Oxfam Report: The World’s Richest 1% Emit More Carbon Than the Poorest 66%
According to a damning report released by Oxfam on November 19, there is a significant disparity in carbon emissions between the world’s richest and poorest individuals. The richest 1% (around 77 million people) are responsible for as much greenhouse gas emissions as the bottom 66% (approximately 5 billion people). This inequality is further magnified in France, where the carbon footprint of the wealthiest is far heavier than that of the least affluent.
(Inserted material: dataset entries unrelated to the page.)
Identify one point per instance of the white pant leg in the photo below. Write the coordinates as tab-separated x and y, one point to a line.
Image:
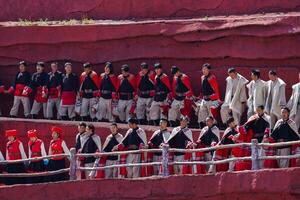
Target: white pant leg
224	113
174	112
178	168
155	110
283	163
36	107
133	172
15	108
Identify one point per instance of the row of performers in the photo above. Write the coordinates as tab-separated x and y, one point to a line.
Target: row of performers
181	137
149	95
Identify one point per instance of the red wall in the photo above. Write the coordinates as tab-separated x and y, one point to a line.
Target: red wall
70	130
259	185
13	10
266	41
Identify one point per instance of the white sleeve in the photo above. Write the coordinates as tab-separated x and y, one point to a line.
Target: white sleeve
29	151
43	151
97	140
21	148
1	157
65	148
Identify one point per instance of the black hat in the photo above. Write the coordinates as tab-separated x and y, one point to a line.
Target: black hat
184	118
68	63
82	124
144	65
133	120
110	66
231	70
41	64
206	65
163	120
174	70
87	65
157	66
125	68
23	63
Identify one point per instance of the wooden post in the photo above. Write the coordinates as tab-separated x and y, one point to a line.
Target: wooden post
165	160
254	154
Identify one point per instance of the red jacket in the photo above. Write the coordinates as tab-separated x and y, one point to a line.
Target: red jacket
186	81
215	86
113	80
13	150
139	77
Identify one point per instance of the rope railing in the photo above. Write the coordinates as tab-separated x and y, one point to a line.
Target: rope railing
165	163
35	174
34	159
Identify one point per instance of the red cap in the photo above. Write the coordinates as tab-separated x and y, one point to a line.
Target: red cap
11	133
32	133
56	129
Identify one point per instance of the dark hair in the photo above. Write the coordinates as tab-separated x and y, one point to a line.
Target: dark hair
174	70
82	124
68	63
206	65
273	72
157	66
210	117
87	65
261	107
229	121
23	63
286	108
231	70
114	124
91	127
41	64
256	72
125	68
144	65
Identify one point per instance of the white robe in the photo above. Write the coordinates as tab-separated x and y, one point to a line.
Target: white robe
294	100
235	103
257	94
274	103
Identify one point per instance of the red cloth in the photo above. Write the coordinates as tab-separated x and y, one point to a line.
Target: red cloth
35	148
243	137
13	150
56	148
68	98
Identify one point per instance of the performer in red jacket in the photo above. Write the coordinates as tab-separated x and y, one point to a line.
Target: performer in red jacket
36	148
159	106
108	88
181	93
14	151
209	96
22	80
54	88
126	93
89	91
145	92
69	90
38	84
57	146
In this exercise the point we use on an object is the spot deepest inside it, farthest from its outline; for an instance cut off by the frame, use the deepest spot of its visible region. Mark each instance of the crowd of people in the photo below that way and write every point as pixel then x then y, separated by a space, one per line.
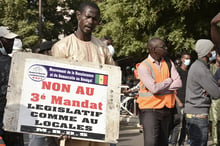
pixel 175 99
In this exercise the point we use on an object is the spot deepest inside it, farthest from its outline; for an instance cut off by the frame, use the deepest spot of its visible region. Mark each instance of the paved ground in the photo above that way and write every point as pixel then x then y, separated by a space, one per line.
pixel 129 134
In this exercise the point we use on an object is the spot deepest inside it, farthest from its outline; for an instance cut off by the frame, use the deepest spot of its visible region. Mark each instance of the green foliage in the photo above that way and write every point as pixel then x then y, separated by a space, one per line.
pixel 22 17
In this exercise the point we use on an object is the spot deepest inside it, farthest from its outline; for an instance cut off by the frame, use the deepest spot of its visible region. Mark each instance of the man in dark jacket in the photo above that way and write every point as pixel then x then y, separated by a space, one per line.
pixel 201 87
pixel 6 45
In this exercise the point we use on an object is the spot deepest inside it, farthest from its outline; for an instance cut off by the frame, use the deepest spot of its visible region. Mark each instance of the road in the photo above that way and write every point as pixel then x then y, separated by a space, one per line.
pixel 130 136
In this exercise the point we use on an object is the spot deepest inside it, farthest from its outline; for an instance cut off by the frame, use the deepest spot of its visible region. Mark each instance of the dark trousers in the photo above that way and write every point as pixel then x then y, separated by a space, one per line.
pixel 183 131
pixel 198 131
pixel 156 124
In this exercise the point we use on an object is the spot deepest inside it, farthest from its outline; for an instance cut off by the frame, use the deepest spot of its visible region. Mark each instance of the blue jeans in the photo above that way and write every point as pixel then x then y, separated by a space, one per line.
pixel 39 140
pixel 198 130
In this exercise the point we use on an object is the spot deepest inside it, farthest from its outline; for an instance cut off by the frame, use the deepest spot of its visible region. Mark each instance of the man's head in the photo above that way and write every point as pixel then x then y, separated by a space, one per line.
pixel 6 40
pixel 88 17
pixel 204 47
pixel 45 47
pixel 108 41
pixel 178 62
pixel 185 59
pixel 157 48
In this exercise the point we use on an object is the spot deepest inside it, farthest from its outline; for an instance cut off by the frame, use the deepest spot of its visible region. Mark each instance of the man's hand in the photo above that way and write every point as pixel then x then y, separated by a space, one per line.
pixel 216 19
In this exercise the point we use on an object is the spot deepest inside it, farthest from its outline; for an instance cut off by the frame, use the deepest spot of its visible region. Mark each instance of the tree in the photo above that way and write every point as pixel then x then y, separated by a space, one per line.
pixel 22 17
pixel 131 23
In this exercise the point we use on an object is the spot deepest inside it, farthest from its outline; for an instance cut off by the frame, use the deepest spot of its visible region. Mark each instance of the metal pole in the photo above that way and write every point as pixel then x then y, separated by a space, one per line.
pixel 40 21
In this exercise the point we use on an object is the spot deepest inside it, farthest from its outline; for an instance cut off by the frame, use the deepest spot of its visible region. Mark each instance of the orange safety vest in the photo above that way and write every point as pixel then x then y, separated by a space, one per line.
pixel 146 99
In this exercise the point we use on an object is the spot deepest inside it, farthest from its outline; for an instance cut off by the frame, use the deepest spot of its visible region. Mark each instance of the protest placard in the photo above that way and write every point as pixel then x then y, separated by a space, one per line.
pixel 52 96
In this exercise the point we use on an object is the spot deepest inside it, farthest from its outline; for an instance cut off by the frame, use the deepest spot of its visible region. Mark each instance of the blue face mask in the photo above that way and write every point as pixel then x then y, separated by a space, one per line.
pixel 187 62
pixel 2 50
pixel 213 57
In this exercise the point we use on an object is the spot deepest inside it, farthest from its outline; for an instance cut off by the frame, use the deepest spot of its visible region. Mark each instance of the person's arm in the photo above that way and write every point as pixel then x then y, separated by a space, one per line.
pixel 179 103
pixel 215 33
pixel 177 82
pixel 209 84
pixel 147 79
pixel 57 51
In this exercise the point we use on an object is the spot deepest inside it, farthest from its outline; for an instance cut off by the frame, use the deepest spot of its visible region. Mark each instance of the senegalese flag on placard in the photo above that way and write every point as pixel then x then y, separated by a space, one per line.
pixel 101 79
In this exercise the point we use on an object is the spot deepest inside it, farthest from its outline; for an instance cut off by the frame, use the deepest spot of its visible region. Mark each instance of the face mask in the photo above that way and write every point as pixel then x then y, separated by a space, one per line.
pixel 111 49
pixel 213 57
pixel 187 62
pixel 2 50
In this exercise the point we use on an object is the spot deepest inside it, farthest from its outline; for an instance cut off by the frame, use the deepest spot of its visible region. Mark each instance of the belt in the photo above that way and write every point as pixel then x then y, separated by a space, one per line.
pixel 202 116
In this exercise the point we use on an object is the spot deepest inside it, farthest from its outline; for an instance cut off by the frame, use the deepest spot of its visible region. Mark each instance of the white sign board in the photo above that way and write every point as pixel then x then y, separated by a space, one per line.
pixel 53 96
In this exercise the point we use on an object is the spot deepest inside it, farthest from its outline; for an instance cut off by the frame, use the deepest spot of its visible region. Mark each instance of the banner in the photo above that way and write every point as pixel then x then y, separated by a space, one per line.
pixel 63 99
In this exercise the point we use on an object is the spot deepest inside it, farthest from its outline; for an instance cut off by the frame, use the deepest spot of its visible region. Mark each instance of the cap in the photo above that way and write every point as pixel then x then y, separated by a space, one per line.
pixel 6 33
pixel 17 44
pixel 203 47
pixel 46 46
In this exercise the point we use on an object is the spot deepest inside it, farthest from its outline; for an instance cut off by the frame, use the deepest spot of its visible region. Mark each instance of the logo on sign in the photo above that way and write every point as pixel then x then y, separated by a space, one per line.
pixel 37 73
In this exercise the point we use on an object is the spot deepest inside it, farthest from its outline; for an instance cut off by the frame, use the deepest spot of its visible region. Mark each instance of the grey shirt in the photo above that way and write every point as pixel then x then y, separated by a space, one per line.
pixel 200 88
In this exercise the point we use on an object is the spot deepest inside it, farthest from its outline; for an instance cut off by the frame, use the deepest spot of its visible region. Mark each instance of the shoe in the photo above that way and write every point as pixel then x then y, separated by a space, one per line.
pixel 141 129
pixel 2 143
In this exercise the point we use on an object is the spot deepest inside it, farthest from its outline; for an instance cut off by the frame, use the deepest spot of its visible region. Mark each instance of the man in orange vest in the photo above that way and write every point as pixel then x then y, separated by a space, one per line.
pixel 158 81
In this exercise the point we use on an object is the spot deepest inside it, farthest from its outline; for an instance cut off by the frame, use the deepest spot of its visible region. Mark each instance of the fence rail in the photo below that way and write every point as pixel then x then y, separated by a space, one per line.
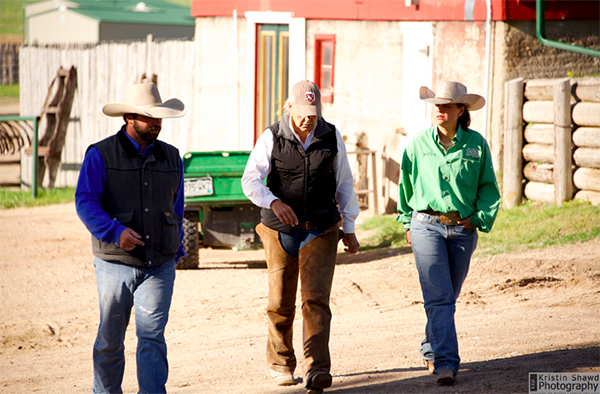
pixel 104 71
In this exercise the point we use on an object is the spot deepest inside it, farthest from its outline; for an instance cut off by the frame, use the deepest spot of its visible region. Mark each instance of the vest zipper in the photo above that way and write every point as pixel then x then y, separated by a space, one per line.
pixel 305 185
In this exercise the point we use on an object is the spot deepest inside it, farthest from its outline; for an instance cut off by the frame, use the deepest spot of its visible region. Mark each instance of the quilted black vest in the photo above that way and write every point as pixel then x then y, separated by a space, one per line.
pixel 304 180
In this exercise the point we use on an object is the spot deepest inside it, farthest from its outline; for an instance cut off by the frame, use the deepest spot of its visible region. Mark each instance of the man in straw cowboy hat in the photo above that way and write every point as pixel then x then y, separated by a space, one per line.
pixel 130 197
pixel 447 190
pixel 309 189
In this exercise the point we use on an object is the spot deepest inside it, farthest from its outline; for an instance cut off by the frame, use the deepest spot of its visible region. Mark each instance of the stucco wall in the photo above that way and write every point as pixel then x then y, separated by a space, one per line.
pixel 61 27
pixel 367 87
pixel 518 53
pixel 215 91
pixel 459 55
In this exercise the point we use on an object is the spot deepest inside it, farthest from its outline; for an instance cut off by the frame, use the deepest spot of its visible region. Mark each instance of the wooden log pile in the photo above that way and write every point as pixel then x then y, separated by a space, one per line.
pixel 586 138
pixel 561 140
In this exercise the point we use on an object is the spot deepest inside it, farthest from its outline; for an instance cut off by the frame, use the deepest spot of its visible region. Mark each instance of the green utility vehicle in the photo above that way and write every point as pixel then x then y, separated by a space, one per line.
pixel 217 213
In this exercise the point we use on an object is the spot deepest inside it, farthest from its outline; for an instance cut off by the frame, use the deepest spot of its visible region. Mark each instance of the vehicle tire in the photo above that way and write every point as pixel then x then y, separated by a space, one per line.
pixel 191 241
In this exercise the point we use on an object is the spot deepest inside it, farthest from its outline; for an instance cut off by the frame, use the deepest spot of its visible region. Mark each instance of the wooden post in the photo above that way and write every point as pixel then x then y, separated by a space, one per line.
pixel 375 191
pixel 563 174
pixel 512 177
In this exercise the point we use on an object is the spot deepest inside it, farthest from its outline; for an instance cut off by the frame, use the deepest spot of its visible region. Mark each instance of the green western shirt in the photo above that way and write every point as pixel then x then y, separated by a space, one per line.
pixel 461 179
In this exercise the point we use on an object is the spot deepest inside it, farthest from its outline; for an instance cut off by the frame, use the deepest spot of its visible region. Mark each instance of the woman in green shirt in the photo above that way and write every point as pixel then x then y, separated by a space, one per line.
pixel 447 191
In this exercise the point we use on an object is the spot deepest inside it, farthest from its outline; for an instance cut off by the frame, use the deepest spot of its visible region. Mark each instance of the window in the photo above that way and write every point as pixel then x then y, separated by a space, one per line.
pixel 324 65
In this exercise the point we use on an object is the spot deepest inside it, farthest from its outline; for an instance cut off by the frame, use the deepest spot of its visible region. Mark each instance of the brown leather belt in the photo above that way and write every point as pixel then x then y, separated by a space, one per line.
pixel 306 226
pixel 447 218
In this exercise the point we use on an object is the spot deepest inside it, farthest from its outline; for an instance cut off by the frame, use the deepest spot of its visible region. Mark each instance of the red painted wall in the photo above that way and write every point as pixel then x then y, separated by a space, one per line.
pixel 427 10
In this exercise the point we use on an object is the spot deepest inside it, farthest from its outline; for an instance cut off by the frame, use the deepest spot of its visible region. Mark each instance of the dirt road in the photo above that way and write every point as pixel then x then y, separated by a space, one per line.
pixel 531 311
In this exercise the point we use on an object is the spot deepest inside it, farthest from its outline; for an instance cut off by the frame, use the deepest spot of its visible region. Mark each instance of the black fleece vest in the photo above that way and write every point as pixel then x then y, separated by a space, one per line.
pixel 139 193
pixel 303 180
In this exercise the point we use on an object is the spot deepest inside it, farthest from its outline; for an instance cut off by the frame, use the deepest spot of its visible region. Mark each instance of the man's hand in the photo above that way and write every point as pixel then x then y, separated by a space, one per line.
pixel 284 212
pixel 351 243
pixel 129 239
pixel 466 223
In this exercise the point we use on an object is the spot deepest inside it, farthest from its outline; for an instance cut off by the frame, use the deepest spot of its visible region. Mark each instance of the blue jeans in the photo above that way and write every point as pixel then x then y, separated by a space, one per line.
pixel 122 287
pixel 442 255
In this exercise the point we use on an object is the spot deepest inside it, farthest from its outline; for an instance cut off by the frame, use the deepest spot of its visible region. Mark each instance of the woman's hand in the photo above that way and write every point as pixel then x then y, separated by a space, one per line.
pixel 466 223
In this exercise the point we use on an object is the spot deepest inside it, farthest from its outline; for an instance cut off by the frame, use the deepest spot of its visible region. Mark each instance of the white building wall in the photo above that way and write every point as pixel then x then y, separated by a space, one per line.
pixel 220 112
pixel 367 92
pixel 61 26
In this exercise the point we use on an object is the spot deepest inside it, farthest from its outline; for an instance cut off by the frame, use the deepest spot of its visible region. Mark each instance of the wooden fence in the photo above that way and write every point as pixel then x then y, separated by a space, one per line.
pixel 556 156
pixel 104 72
pixel 9 63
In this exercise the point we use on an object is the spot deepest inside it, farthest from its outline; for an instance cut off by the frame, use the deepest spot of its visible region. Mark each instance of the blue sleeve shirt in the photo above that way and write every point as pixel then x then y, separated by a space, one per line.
pixel 90 188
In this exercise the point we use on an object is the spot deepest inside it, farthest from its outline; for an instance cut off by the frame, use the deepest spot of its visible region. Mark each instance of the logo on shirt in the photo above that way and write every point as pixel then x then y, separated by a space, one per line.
pixel 473 152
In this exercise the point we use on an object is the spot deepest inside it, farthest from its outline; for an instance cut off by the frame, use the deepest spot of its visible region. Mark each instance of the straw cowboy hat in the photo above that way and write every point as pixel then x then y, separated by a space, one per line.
pixel 144 99
pixel 452 93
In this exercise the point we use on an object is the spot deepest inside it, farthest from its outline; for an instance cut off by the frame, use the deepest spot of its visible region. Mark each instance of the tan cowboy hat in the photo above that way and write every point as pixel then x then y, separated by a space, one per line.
pixel 144 99
pixel 452 93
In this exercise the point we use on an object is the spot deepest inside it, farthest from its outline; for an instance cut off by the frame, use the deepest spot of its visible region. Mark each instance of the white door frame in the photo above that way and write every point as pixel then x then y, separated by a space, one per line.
pixel 297 59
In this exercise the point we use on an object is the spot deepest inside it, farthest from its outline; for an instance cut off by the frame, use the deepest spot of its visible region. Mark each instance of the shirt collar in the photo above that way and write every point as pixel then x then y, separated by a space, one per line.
pixel 310 134
pixel 458 137
pixel 146 152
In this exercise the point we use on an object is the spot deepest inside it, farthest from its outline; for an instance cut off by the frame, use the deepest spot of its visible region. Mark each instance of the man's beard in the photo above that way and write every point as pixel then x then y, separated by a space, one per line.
pixel 146 133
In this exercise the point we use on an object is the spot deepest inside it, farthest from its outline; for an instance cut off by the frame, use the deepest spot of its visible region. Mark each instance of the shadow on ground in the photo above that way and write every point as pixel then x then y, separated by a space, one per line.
pixel 506 375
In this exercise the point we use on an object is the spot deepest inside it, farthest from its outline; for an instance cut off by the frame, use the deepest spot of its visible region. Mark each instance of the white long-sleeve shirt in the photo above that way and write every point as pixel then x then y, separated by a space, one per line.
pixel 259 167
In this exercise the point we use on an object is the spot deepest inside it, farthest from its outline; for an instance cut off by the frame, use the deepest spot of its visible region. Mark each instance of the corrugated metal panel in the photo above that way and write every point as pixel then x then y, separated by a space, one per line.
pixel 61 27
pixel 135 11
pixel 45 6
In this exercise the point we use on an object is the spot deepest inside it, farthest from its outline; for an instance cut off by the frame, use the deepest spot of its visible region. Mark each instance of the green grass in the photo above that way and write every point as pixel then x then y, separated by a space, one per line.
pixel 532 225
pixel 9 92
pixel 22 198
pixel 11 16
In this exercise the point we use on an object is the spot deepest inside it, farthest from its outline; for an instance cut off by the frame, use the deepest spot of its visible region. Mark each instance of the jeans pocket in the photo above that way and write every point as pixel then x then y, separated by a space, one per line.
pixel 423 217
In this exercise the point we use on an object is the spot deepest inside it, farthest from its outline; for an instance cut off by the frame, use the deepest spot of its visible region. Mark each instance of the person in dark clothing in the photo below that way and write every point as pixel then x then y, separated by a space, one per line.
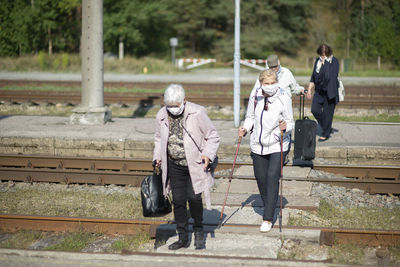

The Stark Contrast in France
Per the report, an average French person emits 9 tonnes of CO2 annually. However, the poorest 50% emit only 3.8 tonnes each, while the richest 0.01% emit a staggering 261 tonnes per person per year. This disparity underscores the pressing need for corrective measures to achieve carbon neutrality, which aims for no more than 2 tonnes of CO2 emissions per person annually.
Spotlight on the Ultra-Wealthy
The report does not shy away from mentioning those with the most extravagant carbon footprints. Noteworthy among them is French billionaire Bernard Arnault, who emitted 10,421 tonnes of CO2 in 2018 alone. This is the equivalent of the combined emissions of 1,158 average French citizens. Other ultra-wealthy individuals, such as Russian oligarch Roman Abramovich, also lead in emissions due to their opulent lifestyles, which often involve private jets and yachts.
Oxfam suggests implementing measures targeting the rich, like a climate wealth tax and a tax on kerosene. These recommendations aim to encourage emission reductions among those most capable of making substantial changes. By targeting the wealthy, Oxfam aims to reduce the inequality in carbon emissions, thereby addressing two global crises—climate change and rampant inequality—simultaneously.